Faith to Freedom Daily: Samuel Hopkins

Samuel Hopkins was a well educated Congregational minister who served various churches in New England over the course of his long life.  A graduate of Yale, Rev. Hopkins published many religious articles and sermons.  After 1770, he began to preach more urgently against slavery.  He worked actively to aid the passage of laws in Rhode Island banning the external slave trade and making all children born of enslaved women free after 1785.  Eventually Hopkins became an uncompromising abolitionist.  He led members of his church to vote to exclude all slaveholders from his congregation.

Faith to Freedom Daily: William Apes

William Apes was born in Massachusetts, probably to an African American mother and a father of mixed Indian and white descent.  His paternal grandmother was Pequot.  After a difficult childhood, Apess was ordained a Methodist Minister in 1829.  His book, A Song of the Forest (1829), was the first published autobiography of a native person.  Apes argued against the Indian Removal Act (1830), which gave the government the authority to force Eastern Indians onto Western reservations.  A prolific author,  Apess was committed to fight for Indian rights.

Faith to Freedom Daily: Samson Occom

Connecticut-born Samson Occom became a Protestant minister.  In 1749, Occom (or Occum) chose to go to Long Island to serve the Montauk peoples as their pastor and schoolmaster.  Occom was officially ordained in 1759.  In 1766, Occom went to England to help raise funds to establish Dartmouth College.

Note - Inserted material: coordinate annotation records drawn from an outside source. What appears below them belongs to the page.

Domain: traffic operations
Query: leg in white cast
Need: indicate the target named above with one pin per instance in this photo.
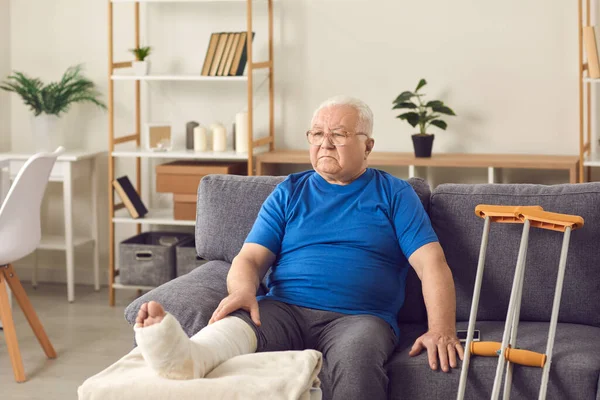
(168, 350)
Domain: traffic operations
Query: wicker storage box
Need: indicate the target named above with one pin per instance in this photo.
(148, 259)
(187, 259)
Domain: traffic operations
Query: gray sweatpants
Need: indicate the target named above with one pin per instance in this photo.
(355, 347)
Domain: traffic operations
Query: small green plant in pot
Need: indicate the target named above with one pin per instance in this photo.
(49, 101)
(424, 114)
(141, 65)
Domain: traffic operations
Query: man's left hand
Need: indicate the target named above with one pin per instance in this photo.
(439, 344)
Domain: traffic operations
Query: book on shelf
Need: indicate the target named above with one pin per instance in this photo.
(130, 197)
(591, 49)
(210, 53)
(226, 54)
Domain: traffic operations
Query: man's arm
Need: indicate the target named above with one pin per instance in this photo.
(440, 341)
(247, 270)
(249, 267)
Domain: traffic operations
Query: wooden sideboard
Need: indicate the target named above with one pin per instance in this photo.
(266, 162)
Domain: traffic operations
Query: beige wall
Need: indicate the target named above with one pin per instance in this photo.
(508, 69)
(4, 71)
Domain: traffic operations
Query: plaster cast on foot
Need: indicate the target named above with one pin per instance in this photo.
(168, 350)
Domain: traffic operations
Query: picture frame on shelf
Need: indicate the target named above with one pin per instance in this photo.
(158, 136)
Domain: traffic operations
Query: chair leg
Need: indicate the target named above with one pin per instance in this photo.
(9, 331)
(25, 304)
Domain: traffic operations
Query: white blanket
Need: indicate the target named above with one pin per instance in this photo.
(269, 375)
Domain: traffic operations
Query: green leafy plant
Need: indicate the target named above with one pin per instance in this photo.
(421, 113)
(55, 97)
(141, 53)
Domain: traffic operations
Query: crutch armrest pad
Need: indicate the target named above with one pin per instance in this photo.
(551, 221)
(506, 214)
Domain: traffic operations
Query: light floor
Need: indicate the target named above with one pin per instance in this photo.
(88, 335)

Faith to Freedom Daily: John Jea

Born in Africa and kidnapped and enslaved in New York, John Jea gained his freedom after the Revolutionary War.  He became an itinerant Methodist minister and worked tirelessly against slavery.  In 1811, he published his autobiography, The Life, History and Unparalleled Sufferings of John Jea, the African Preacher.

Faith to Freedom Daily: Benjamin Rush

Benjamin Rush, a prominent Philadelphia physician succeeded Benjamin Franklin as the president of the the Philadelphia Society for the Abolition of Slavery.  Rush also published An Address to the Inhabitants of British Settlements in America, upon Slave-Keeping.  He denounced slavery as anti-Christian, writing, “A Christian Slave is a contradiction in terms.”